Frances simply flounders. She complains about money, but scrounges up enough to take a trip to Paris where she never leaves her apartment. She lives with two hipsters for a while and it seems like something romantic is going to happen with one of them, but nothing ever does. She wants to dance, but lacks the talent to make it happen. Frances is a nice girl, but the film lacks immediacy.

However, there are pleasures to be had from watching this movie. There is something to be said for getting entangled in a characters life, uneventful as it might be. Frances is a well-written character, and all the side characters seemed real. The down side- the astonishingly tasteless moment when drunken Sophie *SPOILER WARNING* stoically describes the miscarrying of her unwanted baby as ‘cool’ *END OF SPOILER*. Ouch. It’s hard to have sympathy for her after that.

I like the way this movie deals with the everyday awkwardness of relationships. The social difficulties Frances faces never seem forced or exaggerated. Anyone who has said something they later wish they hadn’t (that’s everybody,) drunk or sober, can relate to Frances. The film chronicles little moments on Frances’ journey to become a self-made woman. I’m down with that. I just wish the story had been a little more arresting.

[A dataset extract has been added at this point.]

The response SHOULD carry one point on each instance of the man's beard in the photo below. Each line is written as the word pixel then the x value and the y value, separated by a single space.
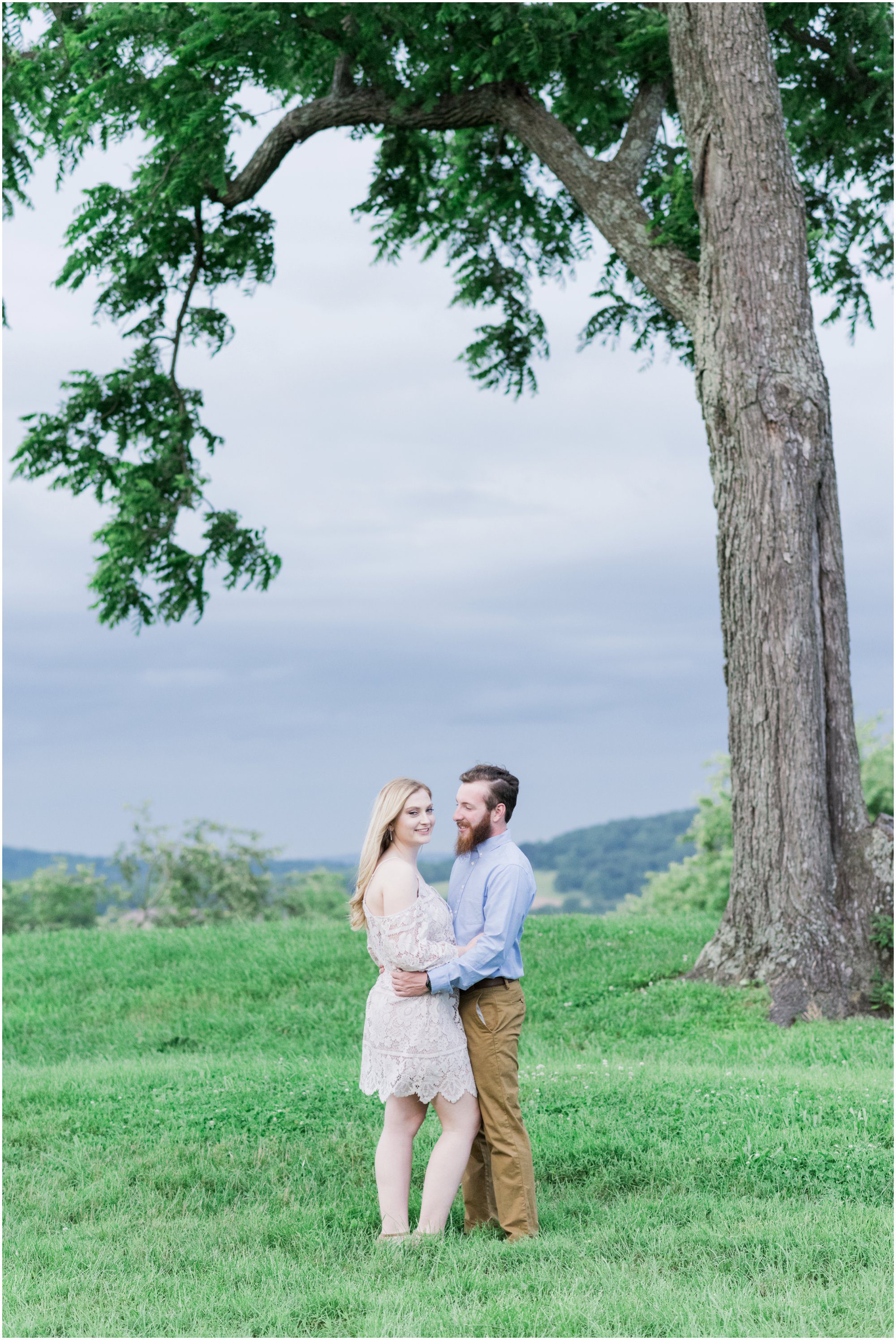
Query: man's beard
pixel 468 838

Note- This film is in black and white. Resident whiners and trolls beware. No it is not in color. No we do not need to hear how ‘behind-the-times’ or ‘pretentious’ the filmmaker is. You have been warned.

An Infinite Tenderness (1972)

“An Infinite Tenderness” is a beautiful piece of fiction, disguising itself as a documentary, exploring the world of brain-damaged children. It has no A-listers and no dialogue, but is probably more moving than any other film you’ll see this year.

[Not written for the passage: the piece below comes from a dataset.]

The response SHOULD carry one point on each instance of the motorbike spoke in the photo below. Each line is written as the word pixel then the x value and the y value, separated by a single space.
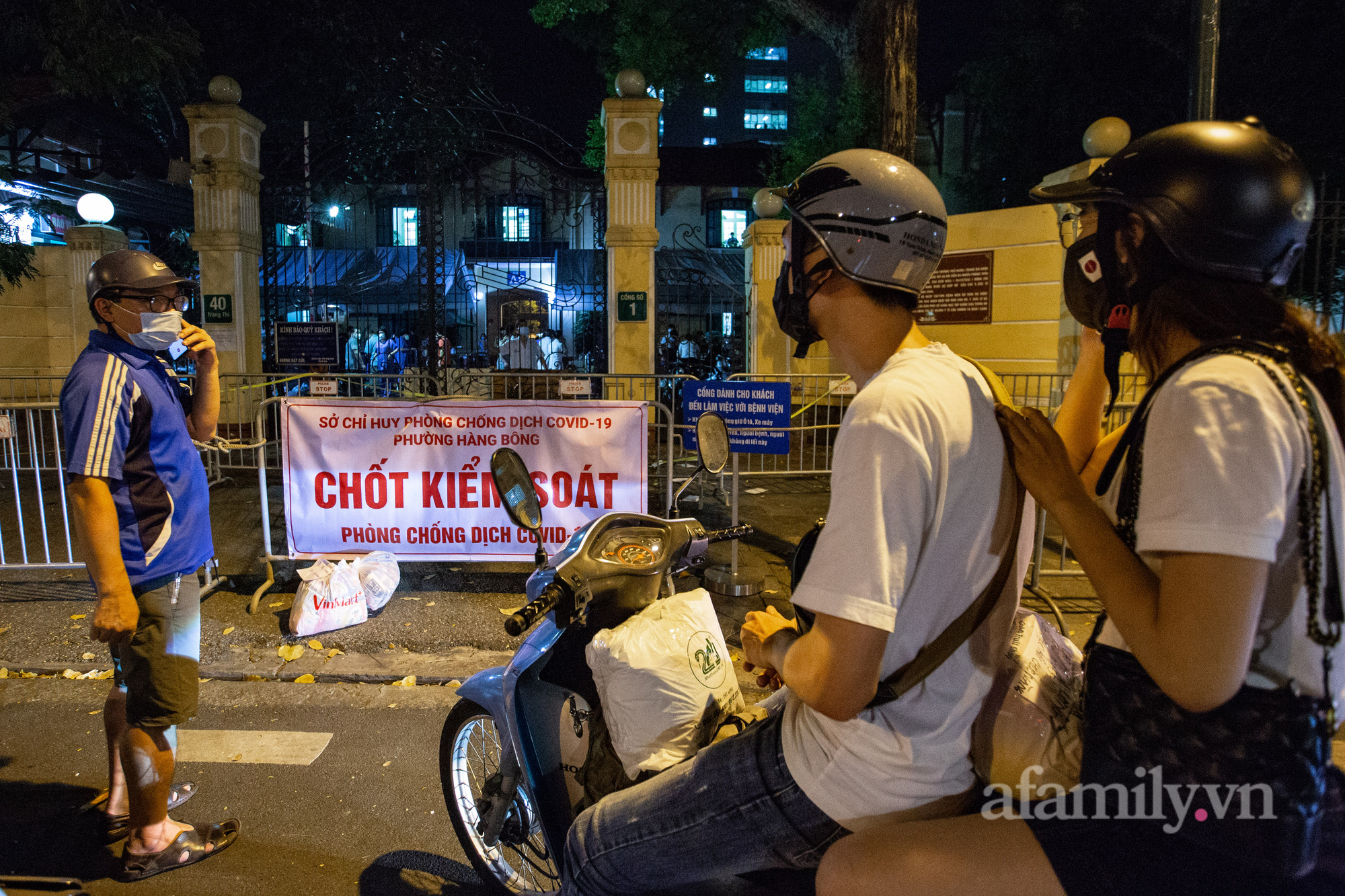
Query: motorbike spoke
pixel 524 866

Hollywood is full of saccharine, off-putting, and thoroughly uninspiring films about the mentally disabled. This French experiment challenges preconceptions of a group of people viewed alternately with pity and mocking derision.

Simon is a boy confined to a wheelchair and unable to speak, who spends his lonely and monotonous days in a white-washed children’s home, cared for with a grim sense of duty by a black nurse.

The beginning of the film is reminiscent of the first 20 minutes of Mark Hanlon’s 1999 indie thriller “Buddy Boy” in its sense of gloom and repetition, but unlike Hanlon’s abused stuttering protagonist Francis, Simon keeps a positive attitude for a while, until he too loses his thunder and begins to look at each new day with apprehension and low spirits.

That is, until he meets Emmanuele, who, contrary to the Netflix description, is quite male. Emmanuelle, who has a very similar disability to Simon, communicates through dog-like barks and howls. They begin to connect through touch, art, and music, and open a door inside themselves they didn’t know existed.

Now this all sounds very Hollywood, with big-name actors hammily trying to get in touch with their inner spastic, but these kids have an inherent lovability that makes you sympathize with their plight.

They are resilient, without self-pity, even as life takes a s**t in their face. I felt a connection with Simon within the first five minutes. How often can you say that about a character, even one who does speak?

The film is tough going at first, with nothing happening within the first 45 minutes or so, but hang in there, because at about that point it picks up its pace. There’s even a death.

Moreover, this movie changed the way I looked at the severely retarded. Previously I saw these people as having little to offer anyone, almost parasitic in their dependance. When I watched this movie, I saw how much these two had to offer each other, in comfort, in affection. I know pretty, sappy, right? The child actors are physically disabled and mute but intellectually unimpaired, and Pierre Jallaud, directs them with finesse.

“An Infinite Tenderness” is for the patient only. But if you are one of those patient few, looking for that obscure film to move and wow you, I have one thing to say — watch this movie. Because if you are patient, chances are you won’t be disappointed.